| Dommed according to trend
Pentax appears to be doomed because of how its ranking evolved over the last 10 years. Although Pentax benefited from its technological assets and market presence from the full frame film era, several other companies having less legacy or no legacy have outperformed Pentax in the market. In the ranking, Sony and Fuji overtook Pentax in the ranking. It's easy to have a proxy by looked at the user counts in Flicker. If Pentax moved from position 3rd to position 15th in Flicker camera ranking, then what is the next step? Bankruptcy?
Reasons for Pentax to have moved from third market player to minority market player:
Reason#1: Retail presence and after sales service.
Pentax remained an "engineer's" company, having great internal engineering capabilities but not sales and after sales service presence in the market. Only internet sales remained which provide low cost of sales but inferior visibility relative to other players. Today, most shops and retailers have Canon, Nikon, Sony and Fuji and if we ask them why they don't do Pentax , they reply that Pentax service is problematic when customers have issues.
Reason#2: Product road map.
> Lenses: Pentax had a lot of good glass from the film days and did not capitalize on it. For instance, the Pentax limited lenses primes have been designed to be small, but they are no fast and not full frame compatible. Limited used with DSLR has little benefit because of the size of the DSLR itself. Small primes would be relevant with mirroless camera such as the K01 , but then the K01 was discontinued... so, what was the point? For size, the road map of Fuji was consistent because of the size of the camera and the lenses together, and the Fuji primes lenses are faster anyway. Pentax did not re-look the FA 85 1.4, so a lot of people buy sigma 85 1.4 instead. The FA 31, FA 43 and FA 77 have not been updated with coating for digital. So, I'd say , Pentax did not capitalize on its technology assets.
> Cameras: Pentax lost at least one year of engineering and marketing efforts into releasing new products which had not added value for the users. For example, the K-5 should have been the K-5II, the K-3 should have been the K-5IIs, and the Full Frame should have been the K-3. For the entry level, the K-30 was successful, why did Pentax do K-50 and K-500 ? K-50 and K-500 should have been K-S1. So K-50/500 and K-S1 did not sell well, these were just a waste of money and time. The drop of mirrorless line started with K01 (it's light weight for backpackers and should be marketed with the limited) was an error. Now , there will be a full frame in hurry (=more risk to have product failures) because you're late. On top of this, you announced a full frame and you have released the 70-200 tele lens first , but most used is the 24-75 range FF zoom that you may not have. The problem is you have wasted one year on effors for the entry level and one year of efforts in the highend line... so it must be hard to catch-up. Hopefully, Ricoh accept to loose money in the camera business for some time to recover former strategic marketing mistakes.

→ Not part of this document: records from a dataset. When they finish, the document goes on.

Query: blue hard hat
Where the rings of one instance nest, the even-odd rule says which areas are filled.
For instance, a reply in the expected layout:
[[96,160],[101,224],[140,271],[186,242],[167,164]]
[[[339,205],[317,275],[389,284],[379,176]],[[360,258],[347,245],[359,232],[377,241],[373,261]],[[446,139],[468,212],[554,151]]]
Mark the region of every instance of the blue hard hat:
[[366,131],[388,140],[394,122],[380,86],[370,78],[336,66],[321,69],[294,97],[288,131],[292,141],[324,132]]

Reason#3: Product reliability.
If Pentax decide to save money by having no brick and mortar retail presence, and also drop Pentax repair centers. Them, the products should have zero defects, and especially the high end products! Having significant SDM issues on pro-grade lenses , with no strong repair service is simply unacceptable. Same is true for Pentax K-5 and Pentax K-3 mirror flops... Pentax should be responding immediately, asking the ship back the cameras to them directly in order to find the root causes and fix immediately, instead of no reaction from the company. For the K-3, I think, this mirror flop issue had destroyed the market potential for this product.
So , please Pentax, if you want to everything online, (marketing and selling), you must also have online customer service and free shipment for the returns. We know that perfect products do not exists, it can happen that a product has a defect, so when a customer is not lucky to have a defunct product, at least offer this customer a painless repair service. I think Pentax can't do worse to piss off customers in not reacting to product issues.
Reason#4: Brand image.
Interesting was the confusion of Pentax and Ricoh after the acquisition. Some products have still have Pentax, other product changed from Pentax to Ricoh and now changing the Pentax Ricoh back to Pentax. It must be such as childish mess in the management layers of Ricoh-Pentax-Ricoh-Pentax. During M&A, there are always management politics which can severely damage the business performance; sometimes, shareholders may put their hands to resolve to personal battles of the top managers. So, Ricoh, you have to be consistent which the branding of your product lines.